If you were in St. Petersburg, you could have attended a “Mass of Belonging”.
From The Tampa Tribune:
Sacred Heart Catholic Church celebrates inclusion with ‘Mass of Belonging’
TAMPA — Frank Sammartino and Don Sullivan said they did not feel welcome at Catholic churches in New Jersey.
At first, the men, both 72, said they didn’t feel wanted at several churches after moving to Tampa. That changed in 2006, they said, when they first attended Sacred Heart Catholic Church on North Florida Avenue.
On Sunday, Sammartino and Sullivan were two of hundreds of parishioners who attended Sacred Heart’s “Mass of Belonging,” held at the David A. Straz Jr.
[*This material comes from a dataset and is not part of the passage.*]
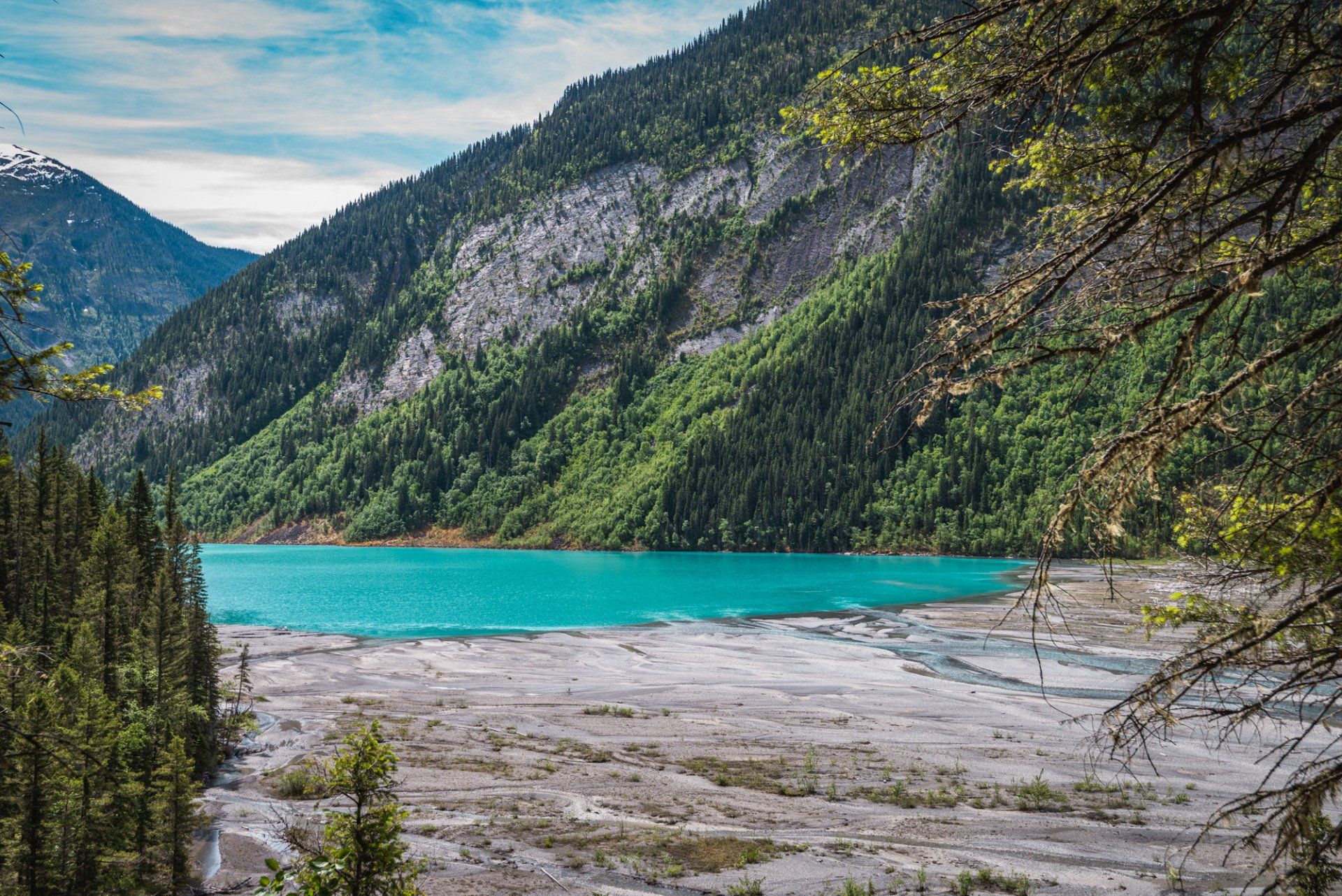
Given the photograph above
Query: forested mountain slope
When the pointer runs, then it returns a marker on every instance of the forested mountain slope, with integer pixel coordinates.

Center for the Performing Arts.
The event was held several days after the conclusion of Pope Francis’ widely-covered first visit to the United States.
A gay couple who have been together 45 years, Sammartino and Sullivan said they were grateful to have been accepted at Sacred Heart.
“By the time we reached here, I had just about fallen away from the Catholic Church,” Sullivan said. “I couldn’t find a parish where I felt I belonged.”
“From Day One, they opened their doors up to everybody,” he said.
Sunday’s mass — which saw members of each of Sacred Heart’s six congregations under one roof — celebrated the 10th anniversary of the Franciscan Friars at Sacred Heart Parish and the birthday of St. Francis of Assisi.
Father Kevin Mullen, provincial minister with Franciscan Friars Holy Name Province in New York, […]
I don’t know a church anywhere that “excludes” anyone. At worst… or perhaps at best… there are places where nobody pays any attention to you at all. That’s not so bad, unless you are so used to being cooed over and affirmed in your wonderful just-the-way-you-are selfness that not being the center of attention makes you feel uncomfortable.
I fear that “welcome” is now code for “Even though you know you are in the state of mortal sin, go to Communion anyway!”
Reception of Communion has shifted in meaning.
If people don’t feel welcome, it’s not because of the Catholic Church. If people feel “unwelcome” (whatever that means) it’s probably because of the guilt (even residual) they feel because of their sinful behavior. They know they shouldn’t go to Communion because of their own sinful behavior.
But no one is telling them that they are not welcome. On the contrary! Even the formally excommunicated are supposed to attend Holy Mass.
In more and more places, as catechism weakens and the acid marinade of shifting mores unbinds the fibers of our Catholic identity, Communion is not the reception with awe of the Body, Blood, Soul and Divinity of Christ the Savior, but rather “You’re okay!”
Communion has come to mean, “They put the white thing in your hand and then we sing the song!”
I will return to my cantilena.
The only true renewal in the Church will take place with a revitalization of our liturgical worship. If that isn’t at the heart of a program to renew the life of the Church, we are wasting our time and distracting ourselves from the true goal of heaven.